It appeared Wednesday that most of the anxiety within the agriculture community about potential cuts to crop insurance program were alleviated following a vote in the U.S. House of Representatives.
The Associated Press reported Wednesday afternoon that the House voted 266-167 for a budget measure that would raise the government’s borrowing limit through March 2017. The measure now moves on to the Senate, where it is widely expected to pass.
One of the sticking points to the bill had been disagreement among some lawmakers in major agricultural states, including Sen. Pat Roberts, R-Kan., about the proposed cuts to crop insurance. Roberts, chairman of the Senate Committee on Agriculture, Nutrition and Forestry, said in a release Tuesday that he planned to vote against an earlier version of the deal that would “raid crop insurance funding.”

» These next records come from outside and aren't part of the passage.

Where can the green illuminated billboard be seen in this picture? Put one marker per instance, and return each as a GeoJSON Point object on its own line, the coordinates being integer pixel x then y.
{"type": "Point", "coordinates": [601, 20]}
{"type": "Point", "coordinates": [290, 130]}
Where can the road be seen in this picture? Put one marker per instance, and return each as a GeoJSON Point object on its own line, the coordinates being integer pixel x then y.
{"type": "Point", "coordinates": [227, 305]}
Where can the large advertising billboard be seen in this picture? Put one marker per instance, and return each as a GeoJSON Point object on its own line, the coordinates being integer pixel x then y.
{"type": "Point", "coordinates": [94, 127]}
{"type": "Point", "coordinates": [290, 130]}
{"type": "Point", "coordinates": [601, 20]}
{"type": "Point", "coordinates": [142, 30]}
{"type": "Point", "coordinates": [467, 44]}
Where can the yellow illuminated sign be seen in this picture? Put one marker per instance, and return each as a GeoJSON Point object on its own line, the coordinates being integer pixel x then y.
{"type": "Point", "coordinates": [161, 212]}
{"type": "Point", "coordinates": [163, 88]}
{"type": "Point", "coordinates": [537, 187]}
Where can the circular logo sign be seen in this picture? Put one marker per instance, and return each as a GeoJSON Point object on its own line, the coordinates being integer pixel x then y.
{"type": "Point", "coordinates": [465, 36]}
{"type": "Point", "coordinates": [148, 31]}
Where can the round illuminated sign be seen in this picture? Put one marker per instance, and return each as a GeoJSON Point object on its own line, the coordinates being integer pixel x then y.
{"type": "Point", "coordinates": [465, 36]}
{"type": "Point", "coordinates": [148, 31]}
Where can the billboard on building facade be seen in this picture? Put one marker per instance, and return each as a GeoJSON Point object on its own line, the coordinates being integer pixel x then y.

According to the Congressional Budget Office, the proposed cuts to crop insurance would have amounted to more than $3 billion. The version of the budget agreement voted on Wednesday, however, included an apparent understanding that the proposed cuts would be reversed later in the appropriations process.
House Agriculture Committee leaders, according to a Politico story, said Wednesday that they agreed to vote for the budget deal after being assured by “House leadership” that the crop insurance funding would be restored down the road.
Sarah Little, Roberts’ communications director, said in an e-mail Wednesday afternoon that the senator would not comment on the budget bill until Thursday at the earliest. The Senate is expected to take up the measure this week, Little said.
Mark Nelson, commodities director for the Kansas Farm Bureau, said early Wednesday afternoon that his organization was “very worried” about the potential crop insurance cuts. Nelson later said he was pleased and optimistic to hear of the apparent agreement to restore crop insurance funding.
“We think the crop insurance program is a good program, and we don’t want to see any changes to it,” Nelson said.
The public-private crop insurance program is designed to protect agriculture producers from disaster and lean growing years. Nelson said crop insurance is “used by the vast majority of Kansas farmers” and that about 93 percent of the nearly 8.5 million acres of wheat grown in the state in 2014 was insured.
The agriculture industry is responsible for about 43 percent of the total Kansas economy – around $63 billion annually – according to the Kansas Department of Agriculture.